Ночная смена. Остров живых | страница 74
– Все равно поединок – это слишком опасно, – возражаю я, потому что внятно представляю, каково будет лечить бойца после такого поединка. Видывал уже, что морф может.
– А кто говорит про поединок? Организация, вот что важно. Тех же омоновцев вообще-то учат рукопашному бою. Так что сколотить из них десяток-другой копейщиков вполне можно, – поддерживает Николаича майор.
– Это не выйдет. Я вот помню несколько описаний, как человека дырявили пикой, а он подтягивался по древку поближе к обидчику и на последних крохах сил кишки обидчику выпускал.
– Э, доктор, вы в оружии явно не разбираетесь. Есть пики – броню прошибать, а есть копья с ограничителем, чтоб не доползти было. Те же рогатины, протазаны-алебарды, наконец. Если не растеряться, в десяток алебард вполне можно морфа и принять, и зафиксировать, и упокоить. А в Артмузее такого должно быть навалом. И доспехов хватит. А не хватит, в Монетном дворе такое соорудят без натуги. Нет, идея вполне себе живая. Был бы помоложе, сам бы попросился.

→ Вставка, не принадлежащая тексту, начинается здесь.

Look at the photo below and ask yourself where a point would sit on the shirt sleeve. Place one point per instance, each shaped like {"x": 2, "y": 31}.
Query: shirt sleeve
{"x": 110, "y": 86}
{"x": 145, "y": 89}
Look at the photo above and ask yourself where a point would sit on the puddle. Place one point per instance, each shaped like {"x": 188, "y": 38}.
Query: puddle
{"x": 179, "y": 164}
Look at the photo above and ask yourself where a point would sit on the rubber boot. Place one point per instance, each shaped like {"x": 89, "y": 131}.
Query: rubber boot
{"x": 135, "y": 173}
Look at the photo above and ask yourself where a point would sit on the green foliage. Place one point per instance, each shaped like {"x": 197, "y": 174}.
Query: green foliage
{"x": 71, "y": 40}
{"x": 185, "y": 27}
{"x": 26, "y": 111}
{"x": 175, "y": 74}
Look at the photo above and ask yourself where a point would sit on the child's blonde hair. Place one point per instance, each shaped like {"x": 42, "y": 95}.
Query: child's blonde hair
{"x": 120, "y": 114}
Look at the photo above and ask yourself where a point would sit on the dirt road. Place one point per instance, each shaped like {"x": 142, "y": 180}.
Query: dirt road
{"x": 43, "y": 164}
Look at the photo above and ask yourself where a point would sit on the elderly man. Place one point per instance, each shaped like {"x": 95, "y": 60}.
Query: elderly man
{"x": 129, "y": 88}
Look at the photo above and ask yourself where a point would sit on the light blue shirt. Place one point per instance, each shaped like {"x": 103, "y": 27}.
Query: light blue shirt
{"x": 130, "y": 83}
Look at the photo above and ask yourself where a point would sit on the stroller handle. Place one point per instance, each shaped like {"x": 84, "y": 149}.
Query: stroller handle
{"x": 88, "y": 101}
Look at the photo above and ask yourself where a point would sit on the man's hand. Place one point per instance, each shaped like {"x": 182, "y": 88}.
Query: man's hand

Не, ну ни фига себе? Алебардщики, а? ОМОН с протазанами… Хотя тот же Павел Александрович утверждал, что в римском легионе омоновцы не смотрелись бы глупо.
– Вы, кстати, к повару этому толстому присмотритесь. Такого бы эрудита к нам перетащить, – замечает Николаич, пока у меня перед мысленным взором проносятся картины алебардщиков в сияющих надраенных фуражках-мисюрках, проверяющих документики у гастарбайтеров из крепости…
– Ну если получится, то позову.
– Будете звать, заодно скажите этому всезнайке, что есть еще четвертый способ выживания, – смеется майор.
– Это какой? – Я спрашиваю с искренним интересом, потому что сам думал на эту тему и, к своему стыду, не придумал ничего.
– Еврейский! Ходишь по пустыне, а тебе кашу с неба сбрасывают!
– Ну это ж мифология… – Я разочарован.
– Ни разу не мифология. Я сам так выживал с сослуживцами.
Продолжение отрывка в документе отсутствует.